Città della Germania, nella Renania Settentrionale-Westfalia, in tedesco il nome è Aachen, in francese Aix-la-Chapelle.
La città, situata presso il confine con i Paesi Bassi, si trova nella valle del fiume Wurm, località nota per le acque termali già in epoca preromana.

Storia
Nel primo secolo d.C. vennero costruiti gli impianti termali e la città che si sviluppò intorno ad essi prese il nome di Aquae Granni ma durante l'epoca romana non ebbe particolare importanza.

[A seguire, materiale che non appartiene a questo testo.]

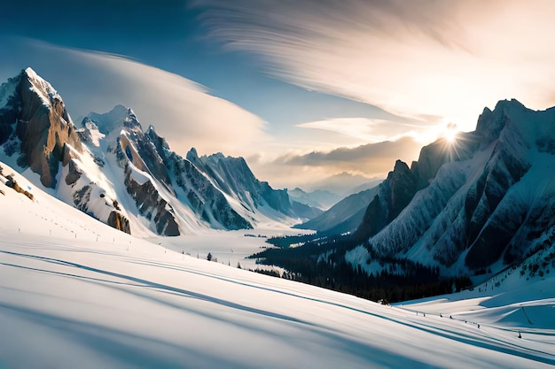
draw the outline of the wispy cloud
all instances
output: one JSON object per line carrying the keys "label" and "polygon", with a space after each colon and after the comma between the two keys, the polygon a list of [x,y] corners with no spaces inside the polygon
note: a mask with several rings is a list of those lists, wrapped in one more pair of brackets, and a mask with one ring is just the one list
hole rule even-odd
{"label": "wispy cloud", "polygon": [[383,177],[392,168],[395,159],[410,163],[418,158],[422,144],[410,137],[396,141],[368,143],[356,148],[339,148],[330,151],[312,151],[306,154],[287,154],[275,163],[297,167],[325,169],[328,173],[348,172],[368,177]]}
{"label": "wispy cloud", "polygon": [[211,35],[270,73],[401,115],[472,130],[486,104],[555,104],[548,0],[200,0]]}
{"label": "wispy cloud", "polygon": [[182,155],[193,146],[200,154],[248,155],[269,140],[259,117],[179,75],[120,56],[28,39],[2,38],[0,44],[10,55],[0,68],[2,80],[33,67],[59,90],[74,119],[121,104]]}

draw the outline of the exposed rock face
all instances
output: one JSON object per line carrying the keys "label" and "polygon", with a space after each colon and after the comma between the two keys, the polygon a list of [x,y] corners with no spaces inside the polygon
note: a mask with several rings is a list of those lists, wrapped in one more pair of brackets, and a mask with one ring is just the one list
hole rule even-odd
{"label": "exposed rock face", "polygon": [[18,97],[21,155],[41,182],[53,188],[66,144],[81,151],[81,141],[59,95],[30,68],[21,72]]}
{"label": "exposed rock face", "polygon": [[[223,192],[235,194],[251,211],[268,204],[283,214],[300,215],[293,211],[287,190],[274,189],[268,182],[258,181],[243,158],[225,157],[222,153],[199,158],[196,150],[192,149],[187,160],[214,178]],[[309,211],[296,206],[300,211]]]}
{"label": "exposed rock face", "polygon": [[522,260],[555,234],[554,134],[555,108],[485,109],[456,158],[438,141],[410,171],[397,162],[366,210],[361,242],[454,275]]}
{"label": "exposed rock face", "polygon": [[116,211],[110,212],[110,216],[108,217],[108,226],[131,234],[129,220]]}
{"label": "exposed rock face", "polygon": [[[193,150],[183,158],[124,106],[90,113],[75,129],[59,95],[30,68],[0,85],[0,149],[59,199],[124,232],[146,225],[177,235],[313,214],[259,181],[242,158],[199,158]],[[129,214],[144,219],[129,222]]]}
{"label": "exposed rock face", "polygon": [[173,209],[164,200],[150,181],[139,184],[133,179],[129,165],[125,168],[125,186],[137,202],[138,211],[147,219],[152,220],[156,232],[162,235],[179,235],[179,226],[173,215]]}
{"label": "exposed rock face", "polygon": [[[0,102],[3,103],[0,106],[3,154],[19,155],[18,165],[24,168],[28,166],[38,173],[44,187],[66,194],[64,201],[129,233],[125,216],[117,212],[110,216],[113,220],[108,221],[106,212],[107,209],[113,209],[113,204],[94,197],[104,190],[90,181],[80,166],[82,156],[89,153],[84,152],[64,102],[52,86],[27,68],[0,86]],[[57,183],[60,167],[63,181]],[[62,189],[65,186],[69,189]]]}

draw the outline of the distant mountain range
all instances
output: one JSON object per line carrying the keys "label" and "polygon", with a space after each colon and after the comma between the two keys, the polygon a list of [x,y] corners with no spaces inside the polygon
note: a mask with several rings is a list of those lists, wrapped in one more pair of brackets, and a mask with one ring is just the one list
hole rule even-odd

Comincia ad essere menzionata dal quinto secolo quando la zona fu occupata dai Franchi Ripuari, divenne possedimento dei Carolingi nei secoli successivi e le cronache ricordano un soggiorno di Pipino il Breve.
Carlo Magno vi elesse la sua residenza e fece costruire la cattedrale, opera che nel 1978 è stata inclusa dall'Unesco nel Patrimonio dell'Umanità, ed il palazzo imperiale che in seguito fu distrutto dai Normanni.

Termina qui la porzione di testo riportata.